Production Bug Resolver Agent

Production Bug Resolver Agent is a CLI-first, supervisor-led multi-agent RCA assistant for production incidents. It uses LangGraph-style dynamic routing, guardrails, logs, Code RAG, AST graph retrieval, Knowledge Base RAG, historical RCA retrieval, and evidence-backed RCA/report generation.

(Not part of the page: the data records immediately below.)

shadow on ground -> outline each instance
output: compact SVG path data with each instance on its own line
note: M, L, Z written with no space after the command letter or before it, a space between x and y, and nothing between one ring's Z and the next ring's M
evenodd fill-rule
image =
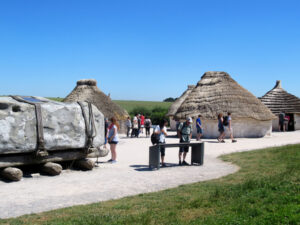
M165 168L170 168L170 167L178 167L178 164L175 163L165 163L165 166L161 166L160 169L165 169ZM135 168L135 171L139 171L139 172L146 172L146 171L154 171L157 169L152 169L149 167L149 165L130 165L130 167Z

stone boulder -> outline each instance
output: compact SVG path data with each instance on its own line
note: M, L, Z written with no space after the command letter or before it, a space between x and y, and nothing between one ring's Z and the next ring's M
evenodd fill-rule
M19 181L23 177L23 172L18 168L7 167L5 169L0 169L0 175L11 181Z
M62 103L40 97L27 100L41 105L44 144L48 152L86 146L86 125L78 103ZM83 103L89 117L88 103ZM104 144L104 116L92 106L96 127L94 147ZM12 97L0 97L0 156L30 153L37 148L35 106Z

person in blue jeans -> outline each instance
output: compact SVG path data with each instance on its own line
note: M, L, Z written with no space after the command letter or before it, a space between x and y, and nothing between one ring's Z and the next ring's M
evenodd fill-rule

The project is analyze-only today. It investigates incidents and writes RCA, solution, and optional patch-plan reports. It can generate human-reviewable unified diff suggestions, but it does not patch code, open pull requests, or modify the target repository.

What It Does

Accepts an incident ID from the CLI.
Loads incident metadata and production-like logs.
Uses SupervisorAgent to choose the next specialist agent.
Uses GuardrailEngine to validate each routing decision.
Uses specialist investigators for logs, code, AST graph relationships, knowledge-base context, and historical RCA context.
Uses EvidenceEvaluatorAgent to decide whether more evidence is needed.
Generates an RCA and solution recommendation.
Optionally generates an analyze-only patch plan and safe unified diff suggestions.
Saves Markdown and JSON reports locally.

Current Architecture

CLI
  -> Workflow Factory
  -> LangGraph Dynamic Workflow / Manual Dynamic Workflow
  -> Supervisor Agent
  -> Guardrail Engine
  -> Specialist Agents
       -> Log Investigator
       -> Knowledge Base Investigator
       -> Code Investigator
       -> Code Graph Investigator
       -> Historical RCA Investigator
  -> Evidence Evaluator
  -> RCA Writer
  -> Solution Recommender
  -> Optional Patch Suggester / Patch Generator
  -> Report Writer

The workflow is not a fixed RCA pipeline. The supervisor can route to logs, code, graph, knowledge-base, or historical RCA evidence depending on what is missing. Guardrails keep routing bounded and safe, including fallback routes when the supervisor tries to move too early to RCA, repeats an unhelpful investigation path, or attempts patch generation before the required RCA, solution, and code-backed patch context exist.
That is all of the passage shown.